Comment agissez-vous pour remédier à cela ?
Nous travaillons avec les autorités pour identifier très rapidement les personnes les plus vulnérables : femmes enceintes, enfants, personnes âgées ou malades chroniques. Nous négocions pour que leur enregistrement soit plus rapide. Au départ, chacun faisait la queue pour soi, sous la pluie. Mais nous n'offrons malheureusement qu'un droit de passage plus rapide. À la fin, ces personnes doivent toujours franchir la frontière et, si elle est fermée, faire appel à des passeurs, subir tous les risques du voyage.
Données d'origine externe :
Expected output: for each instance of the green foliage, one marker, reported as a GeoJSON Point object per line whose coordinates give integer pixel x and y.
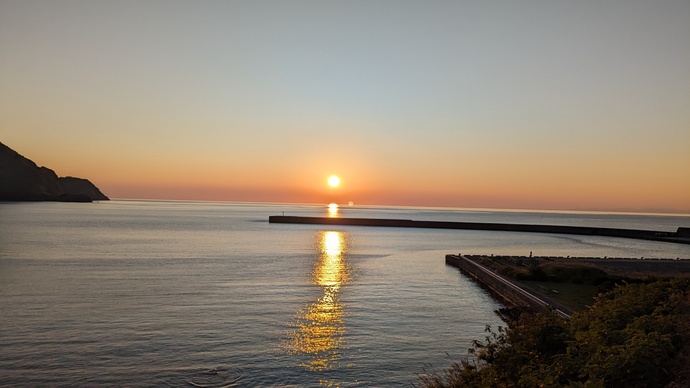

Réfugiées arrivées de Turquie sur l'île de Lesbos, en Grèce © Marie Dorigny/European Union 2015

À quels traumatismes spécifiques sont exposées les femmes ?
Les besoins de santé mentale sont les plus aigus sur cette population. Ces femmes fuient la guerre, les persécutions ou les violations des droits de l'Homme : elles étaient déjà victimes de violences avant le voyage. Pendant leur périple, puisqu'elles sont obligées de passer par des voies irrégulières, elles sont encore plus vulnérables et exposées. On essaie de leur offrir une assistance adaptée au contexte de transit. Nous sommes obligés d'avoir recours à des premiers soins psychologiques via des sessions qui offrent un support immédiat sans entrer dans le détail du trauma. Nous les informons beaucoup. Les gens souffrent psychologiquement à cause de l'anxiété de l'inconnu, de ne pas savoir ce qu'il vont devenir… Quand ils demandent l'asile, nous sommes en mesure de leur apporter une vraie prise en charge psychologique.

"Les citoyens peuvent renverser la vapeur"
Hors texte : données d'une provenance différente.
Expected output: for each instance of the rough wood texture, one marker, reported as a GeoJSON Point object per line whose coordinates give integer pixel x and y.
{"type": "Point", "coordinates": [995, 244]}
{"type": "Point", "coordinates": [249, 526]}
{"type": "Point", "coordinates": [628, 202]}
Comment peut-on aider en tant que citoyens ?
Il y a déjà beaucoup de volontaires. Nous observons un élan de solidarité énorme sur la route et dans les pays d'accueil. C'est important : aujourd'hui, la situation est devenue politique. Les décisionnaires européens sont aveugles à la souffrance de ces gens, ils refusent de voir qu'ils vont continuer d'arriver, ils ne veulent pas investir dans leur accueil. Le rôle le plus important que les citoyens peuvent jouer, c'est de renverser la vapeur de ces politiques anti-migrants soi-disant fondées sur l'opinion publique.
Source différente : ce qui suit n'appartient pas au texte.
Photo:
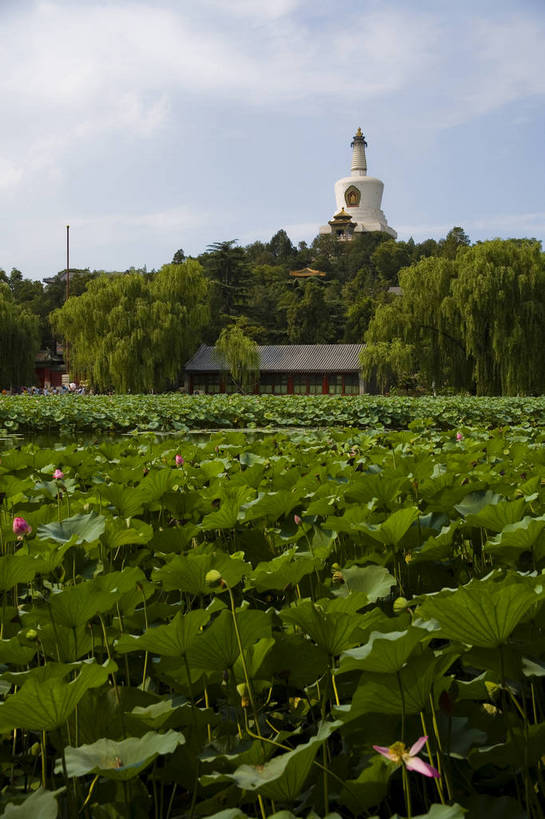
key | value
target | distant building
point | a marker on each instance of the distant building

Que ressent-on en tant qu'humanitaire, face à cette situation catastrophique ?
Une frustration énorme, une colère. Tout nous échappe, on ne fait que répondre à l'incohérence politique. Nous sommes dans une région du monde qui a les ressources, les moyens de s'organiser pour répondre à cet afflux de personnes important, mais qui n'est rien en proportion à d'autres pays. Ce n'est pas ingérable, il faut juste décider de le gérer humainement. J'espère que les politiques vont se rendre compte que leurs décisions sont vaines. Ils n'arrêteront pas ces gens d'arriver. On va toucher le fond à cause de leurs œillères.